At 8:22 -0700 5/29/07, David Conrad wrote:
Jordi,
On May 29, 2007, at 6:50 AM, JORDI PALET MARTINEZ wrote:
This is useless. Users need to use the same name for both IPv4 and IPv6,
Why?
The IETF chose to create a new protocol instead of extending the old protocol. Even the way you ask for names is different (A vs. AAAA). Why should anyone assume a one-to-one mapping between the two Internets based on those protocols?

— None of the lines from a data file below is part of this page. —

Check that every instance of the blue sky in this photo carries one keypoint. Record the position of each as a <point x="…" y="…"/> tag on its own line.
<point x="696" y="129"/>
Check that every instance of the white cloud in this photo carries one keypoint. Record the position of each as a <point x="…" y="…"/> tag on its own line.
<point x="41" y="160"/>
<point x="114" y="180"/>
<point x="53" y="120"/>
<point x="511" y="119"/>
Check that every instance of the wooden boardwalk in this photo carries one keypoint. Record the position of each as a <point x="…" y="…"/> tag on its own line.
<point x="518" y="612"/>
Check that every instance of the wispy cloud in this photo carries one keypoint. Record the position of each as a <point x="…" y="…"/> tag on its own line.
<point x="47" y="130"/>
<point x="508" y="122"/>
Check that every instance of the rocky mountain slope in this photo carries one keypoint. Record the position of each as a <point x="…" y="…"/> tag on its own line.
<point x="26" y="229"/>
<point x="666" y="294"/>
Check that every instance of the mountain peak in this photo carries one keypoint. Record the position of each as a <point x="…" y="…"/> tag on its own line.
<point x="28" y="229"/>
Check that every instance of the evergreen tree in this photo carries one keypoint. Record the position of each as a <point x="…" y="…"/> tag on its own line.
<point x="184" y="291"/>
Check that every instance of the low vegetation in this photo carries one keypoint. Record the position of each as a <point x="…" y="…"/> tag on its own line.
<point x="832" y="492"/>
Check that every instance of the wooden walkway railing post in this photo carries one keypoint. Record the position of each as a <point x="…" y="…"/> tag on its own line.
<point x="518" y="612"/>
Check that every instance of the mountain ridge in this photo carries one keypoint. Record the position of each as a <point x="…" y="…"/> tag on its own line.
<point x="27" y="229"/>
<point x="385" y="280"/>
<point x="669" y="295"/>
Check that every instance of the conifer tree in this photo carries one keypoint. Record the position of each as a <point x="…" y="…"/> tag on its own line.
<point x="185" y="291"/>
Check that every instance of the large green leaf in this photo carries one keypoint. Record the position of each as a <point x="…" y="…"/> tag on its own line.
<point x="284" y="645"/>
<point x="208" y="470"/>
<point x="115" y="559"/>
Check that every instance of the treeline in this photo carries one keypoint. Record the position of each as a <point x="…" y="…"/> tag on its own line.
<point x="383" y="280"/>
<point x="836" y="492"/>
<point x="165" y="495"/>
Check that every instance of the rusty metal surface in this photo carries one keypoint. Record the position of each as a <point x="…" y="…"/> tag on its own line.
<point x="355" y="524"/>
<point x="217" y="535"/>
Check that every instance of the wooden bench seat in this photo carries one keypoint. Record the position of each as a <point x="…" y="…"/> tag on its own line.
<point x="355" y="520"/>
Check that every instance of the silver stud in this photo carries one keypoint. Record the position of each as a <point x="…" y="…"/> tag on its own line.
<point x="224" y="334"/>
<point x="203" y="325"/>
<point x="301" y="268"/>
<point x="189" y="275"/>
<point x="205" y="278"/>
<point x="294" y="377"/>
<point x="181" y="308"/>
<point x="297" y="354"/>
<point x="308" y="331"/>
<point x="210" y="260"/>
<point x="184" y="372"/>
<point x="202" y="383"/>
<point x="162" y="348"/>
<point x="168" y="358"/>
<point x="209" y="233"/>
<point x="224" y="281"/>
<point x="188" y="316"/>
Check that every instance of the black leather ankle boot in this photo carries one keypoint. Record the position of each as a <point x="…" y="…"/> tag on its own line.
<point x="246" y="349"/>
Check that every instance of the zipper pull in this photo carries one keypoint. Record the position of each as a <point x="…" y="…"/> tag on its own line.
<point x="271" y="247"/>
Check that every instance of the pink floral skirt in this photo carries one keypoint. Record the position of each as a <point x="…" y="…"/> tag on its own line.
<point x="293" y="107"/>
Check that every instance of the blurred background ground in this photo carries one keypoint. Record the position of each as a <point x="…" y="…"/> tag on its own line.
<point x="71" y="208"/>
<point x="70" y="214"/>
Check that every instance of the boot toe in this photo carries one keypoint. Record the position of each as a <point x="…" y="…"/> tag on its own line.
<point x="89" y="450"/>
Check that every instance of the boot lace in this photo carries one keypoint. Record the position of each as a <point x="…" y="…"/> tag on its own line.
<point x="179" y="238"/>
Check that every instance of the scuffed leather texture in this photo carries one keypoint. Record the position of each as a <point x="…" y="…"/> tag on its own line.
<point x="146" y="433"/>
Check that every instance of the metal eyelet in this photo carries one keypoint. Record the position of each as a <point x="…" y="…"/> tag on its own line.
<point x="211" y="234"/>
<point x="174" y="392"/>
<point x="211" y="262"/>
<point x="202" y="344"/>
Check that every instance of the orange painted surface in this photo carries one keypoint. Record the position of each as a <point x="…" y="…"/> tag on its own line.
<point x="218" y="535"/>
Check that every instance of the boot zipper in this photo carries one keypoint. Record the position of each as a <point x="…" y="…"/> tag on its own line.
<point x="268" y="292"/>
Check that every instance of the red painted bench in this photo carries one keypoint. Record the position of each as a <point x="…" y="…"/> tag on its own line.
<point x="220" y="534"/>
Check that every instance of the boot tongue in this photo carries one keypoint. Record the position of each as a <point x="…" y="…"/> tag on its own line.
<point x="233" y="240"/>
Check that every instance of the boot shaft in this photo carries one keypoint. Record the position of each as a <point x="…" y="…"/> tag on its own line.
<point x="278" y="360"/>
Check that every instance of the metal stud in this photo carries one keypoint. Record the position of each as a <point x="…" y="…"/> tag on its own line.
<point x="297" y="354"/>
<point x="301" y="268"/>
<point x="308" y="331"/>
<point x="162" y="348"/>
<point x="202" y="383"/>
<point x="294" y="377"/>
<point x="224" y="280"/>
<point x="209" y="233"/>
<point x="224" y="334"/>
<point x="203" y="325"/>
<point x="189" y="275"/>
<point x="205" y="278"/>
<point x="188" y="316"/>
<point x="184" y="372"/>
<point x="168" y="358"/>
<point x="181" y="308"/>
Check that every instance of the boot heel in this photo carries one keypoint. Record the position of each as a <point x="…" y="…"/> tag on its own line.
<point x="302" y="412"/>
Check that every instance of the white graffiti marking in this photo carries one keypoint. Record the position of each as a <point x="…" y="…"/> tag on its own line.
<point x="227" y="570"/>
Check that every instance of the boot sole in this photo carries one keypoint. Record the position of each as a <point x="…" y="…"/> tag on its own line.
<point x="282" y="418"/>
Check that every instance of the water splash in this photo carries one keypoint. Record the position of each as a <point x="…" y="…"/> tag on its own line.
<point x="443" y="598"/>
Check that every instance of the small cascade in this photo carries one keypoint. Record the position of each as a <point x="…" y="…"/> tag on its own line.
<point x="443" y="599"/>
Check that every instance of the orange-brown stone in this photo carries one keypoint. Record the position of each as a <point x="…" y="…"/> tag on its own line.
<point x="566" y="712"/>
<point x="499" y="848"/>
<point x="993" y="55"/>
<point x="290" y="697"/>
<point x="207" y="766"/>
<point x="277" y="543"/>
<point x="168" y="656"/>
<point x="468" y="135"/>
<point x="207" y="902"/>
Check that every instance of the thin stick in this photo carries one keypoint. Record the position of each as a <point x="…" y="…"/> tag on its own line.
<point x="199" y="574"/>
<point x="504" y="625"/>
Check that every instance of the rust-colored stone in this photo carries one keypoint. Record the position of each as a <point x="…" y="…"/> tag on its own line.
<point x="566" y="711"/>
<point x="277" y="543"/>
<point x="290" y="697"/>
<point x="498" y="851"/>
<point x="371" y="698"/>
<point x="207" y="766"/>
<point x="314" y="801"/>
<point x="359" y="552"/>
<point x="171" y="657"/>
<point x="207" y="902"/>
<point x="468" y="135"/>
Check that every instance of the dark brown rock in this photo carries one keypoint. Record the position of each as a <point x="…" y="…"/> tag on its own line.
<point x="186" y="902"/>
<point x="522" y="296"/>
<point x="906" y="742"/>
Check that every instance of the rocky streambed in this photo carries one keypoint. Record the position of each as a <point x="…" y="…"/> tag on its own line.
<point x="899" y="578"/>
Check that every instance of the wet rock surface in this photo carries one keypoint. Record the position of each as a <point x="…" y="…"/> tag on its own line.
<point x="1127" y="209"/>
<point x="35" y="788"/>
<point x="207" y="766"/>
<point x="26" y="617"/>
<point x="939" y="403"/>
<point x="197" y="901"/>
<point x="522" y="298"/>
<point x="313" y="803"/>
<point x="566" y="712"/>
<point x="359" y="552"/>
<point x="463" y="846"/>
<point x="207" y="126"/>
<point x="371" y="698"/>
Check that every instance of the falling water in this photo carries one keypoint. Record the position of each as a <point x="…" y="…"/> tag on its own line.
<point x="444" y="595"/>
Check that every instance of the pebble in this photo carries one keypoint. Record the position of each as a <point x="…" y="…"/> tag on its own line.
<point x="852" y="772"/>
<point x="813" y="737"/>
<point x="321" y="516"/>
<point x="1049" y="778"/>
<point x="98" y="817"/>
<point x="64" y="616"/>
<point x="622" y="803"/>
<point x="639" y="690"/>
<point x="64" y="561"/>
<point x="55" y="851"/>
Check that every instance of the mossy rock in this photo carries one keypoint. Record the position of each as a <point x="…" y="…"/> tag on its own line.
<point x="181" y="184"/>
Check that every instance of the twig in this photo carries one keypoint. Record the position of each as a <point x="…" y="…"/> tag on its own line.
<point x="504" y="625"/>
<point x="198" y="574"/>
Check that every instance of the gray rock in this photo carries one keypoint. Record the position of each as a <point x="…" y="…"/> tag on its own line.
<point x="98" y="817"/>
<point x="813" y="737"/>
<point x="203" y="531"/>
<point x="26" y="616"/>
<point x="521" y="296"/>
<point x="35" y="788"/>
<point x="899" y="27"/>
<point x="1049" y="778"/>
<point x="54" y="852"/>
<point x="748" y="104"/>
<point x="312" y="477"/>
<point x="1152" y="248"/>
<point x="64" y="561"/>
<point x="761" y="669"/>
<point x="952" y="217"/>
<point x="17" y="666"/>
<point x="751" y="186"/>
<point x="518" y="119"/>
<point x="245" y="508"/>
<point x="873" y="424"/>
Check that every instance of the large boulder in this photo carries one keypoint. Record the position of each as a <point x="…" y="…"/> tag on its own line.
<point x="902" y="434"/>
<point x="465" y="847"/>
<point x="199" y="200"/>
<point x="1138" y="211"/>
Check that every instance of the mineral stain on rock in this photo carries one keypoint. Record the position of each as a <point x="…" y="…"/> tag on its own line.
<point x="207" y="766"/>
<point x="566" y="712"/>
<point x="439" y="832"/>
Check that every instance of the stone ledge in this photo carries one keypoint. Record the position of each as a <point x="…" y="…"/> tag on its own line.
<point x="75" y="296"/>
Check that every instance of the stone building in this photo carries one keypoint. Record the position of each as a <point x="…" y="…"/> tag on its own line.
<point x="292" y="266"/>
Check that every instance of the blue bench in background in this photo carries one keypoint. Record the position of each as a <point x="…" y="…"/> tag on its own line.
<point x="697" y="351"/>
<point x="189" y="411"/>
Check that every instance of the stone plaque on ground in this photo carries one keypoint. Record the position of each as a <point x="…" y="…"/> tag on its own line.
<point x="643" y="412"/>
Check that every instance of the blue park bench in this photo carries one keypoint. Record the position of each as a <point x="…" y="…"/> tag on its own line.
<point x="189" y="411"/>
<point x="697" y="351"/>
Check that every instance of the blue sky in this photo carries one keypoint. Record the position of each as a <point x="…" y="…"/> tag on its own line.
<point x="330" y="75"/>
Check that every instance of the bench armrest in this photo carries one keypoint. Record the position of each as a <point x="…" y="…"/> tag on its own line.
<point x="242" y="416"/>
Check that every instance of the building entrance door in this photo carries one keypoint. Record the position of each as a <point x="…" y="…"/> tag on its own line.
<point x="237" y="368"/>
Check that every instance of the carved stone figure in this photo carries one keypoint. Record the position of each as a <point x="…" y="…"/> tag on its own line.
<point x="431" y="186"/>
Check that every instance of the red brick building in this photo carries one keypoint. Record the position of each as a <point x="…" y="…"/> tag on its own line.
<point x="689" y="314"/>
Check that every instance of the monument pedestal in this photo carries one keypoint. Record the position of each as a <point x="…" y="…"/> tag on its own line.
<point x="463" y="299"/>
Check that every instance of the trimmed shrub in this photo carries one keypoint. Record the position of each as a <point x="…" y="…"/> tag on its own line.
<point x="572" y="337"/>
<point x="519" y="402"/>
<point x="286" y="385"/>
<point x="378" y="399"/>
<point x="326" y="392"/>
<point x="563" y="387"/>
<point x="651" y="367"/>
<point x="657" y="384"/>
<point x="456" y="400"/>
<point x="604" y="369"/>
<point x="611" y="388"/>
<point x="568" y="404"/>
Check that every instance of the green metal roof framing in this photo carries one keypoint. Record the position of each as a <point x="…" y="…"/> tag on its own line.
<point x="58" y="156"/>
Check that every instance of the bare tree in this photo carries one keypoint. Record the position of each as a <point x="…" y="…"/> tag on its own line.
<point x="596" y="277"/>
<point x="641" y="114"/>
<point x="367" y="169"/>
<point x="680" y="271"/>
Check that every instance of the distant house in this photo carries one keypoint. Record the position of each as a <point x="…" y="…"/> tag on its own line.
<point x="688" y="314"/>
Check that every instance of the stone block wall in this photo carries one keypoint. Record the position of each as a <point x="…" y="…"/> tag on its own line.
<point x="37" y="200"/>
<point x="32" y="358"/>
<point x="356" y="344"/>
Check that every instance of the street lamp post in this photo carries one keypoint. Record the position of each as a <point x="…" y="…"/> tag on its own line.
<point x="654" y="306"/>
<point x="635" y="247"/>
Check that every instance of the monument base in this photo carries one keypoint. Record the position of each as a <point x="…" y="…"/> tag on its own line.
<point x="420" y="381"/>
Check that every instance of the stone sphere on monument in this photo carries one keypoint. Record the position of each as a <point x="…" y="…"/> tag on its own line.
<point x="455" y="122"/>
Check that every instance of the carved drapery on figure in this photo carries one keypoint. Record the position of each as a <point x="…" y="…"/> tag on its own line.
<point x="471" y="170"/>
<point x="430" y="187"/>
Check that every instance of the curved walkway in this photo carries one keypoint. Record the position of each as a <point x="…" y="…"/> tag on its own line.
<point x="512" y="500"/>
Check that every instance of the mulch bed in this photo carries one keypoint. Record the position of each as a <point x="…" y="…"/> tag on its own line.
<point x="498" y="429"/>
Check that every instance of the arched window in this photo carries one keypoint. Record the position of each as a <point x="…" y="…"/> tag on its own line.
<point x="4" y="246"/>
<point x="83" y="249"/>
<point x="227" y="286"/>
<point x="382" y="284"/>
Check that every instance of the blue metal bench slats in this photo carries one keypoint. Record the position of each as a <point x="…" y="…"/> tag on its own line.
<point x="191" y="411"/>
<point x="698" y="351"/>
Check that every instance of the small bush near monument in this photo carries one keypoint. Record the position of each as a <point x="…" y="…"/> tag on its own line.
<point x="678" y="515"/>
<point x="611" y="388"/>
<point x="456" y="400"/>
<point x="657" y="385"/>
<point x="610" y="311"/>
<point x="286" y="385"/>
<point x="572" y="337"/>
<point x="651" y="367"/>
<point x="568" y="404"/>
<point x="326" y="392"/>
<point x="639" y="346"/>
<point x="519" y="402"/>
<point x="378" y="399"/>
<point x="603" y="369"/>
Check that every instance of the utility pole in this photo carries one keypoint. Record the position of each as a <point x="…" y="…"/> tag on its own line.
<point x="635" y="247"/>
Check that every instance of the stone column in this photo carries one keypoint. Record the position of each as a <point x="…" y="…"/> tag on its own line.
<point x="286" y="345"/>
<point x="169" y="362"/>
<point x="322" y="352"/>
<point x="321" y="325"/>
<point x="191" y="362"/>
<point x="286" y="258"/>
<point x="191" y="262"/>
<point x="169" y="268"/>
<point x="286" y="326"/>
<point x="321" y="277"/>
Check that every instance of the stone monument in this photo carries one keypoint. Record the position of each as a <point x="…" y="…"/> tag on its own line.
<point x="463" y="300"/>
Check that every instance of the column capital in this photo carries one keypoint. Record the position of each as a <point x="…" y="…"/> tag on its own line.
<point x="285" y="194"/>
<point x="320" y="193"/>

I'll take a stab at "why?" First - "the way you ask for names" is not different at the application level, it is different in the "layer" in which you find where to shoot packets. It's like paying at a cash register - you pay but by cash, charge, atm, ... But why "need" - okay, need is a strong word, but, if the user is coming from a search engine result page, the search engine is going to hand a URL with a machine name. The search engine doesn't know if the user to service has a v6 pipe (or a v4 pipe even), so the URL won't be customized for v4/v6. If the user types in the domain label (like "nanog") and the application then adds on TLDs and such, the application would have to try the likely set of IPv6 labels to pre-pend. As far as any other encoding of the name, whether IPv6 is working is something that the encoder cannot know as the code will probably be run from different points of the collective IP4 and IP6 network. OTOH - in the presentation I gave in May '04 (three years ago - and I didn't think it was pioneering even then, but who knew) I did have some "gotchas" about using the same name. -- -=-=-=-=-=-=-=-=-=-=-=-=-=-=-=-=-=-=-=-=-=-=-=-=-=-=-=-=-=-=-=-=-=-=-=-=-=- Edward Lewis +1-571-434-5468 NeuStar Sarcasm doesn't scale.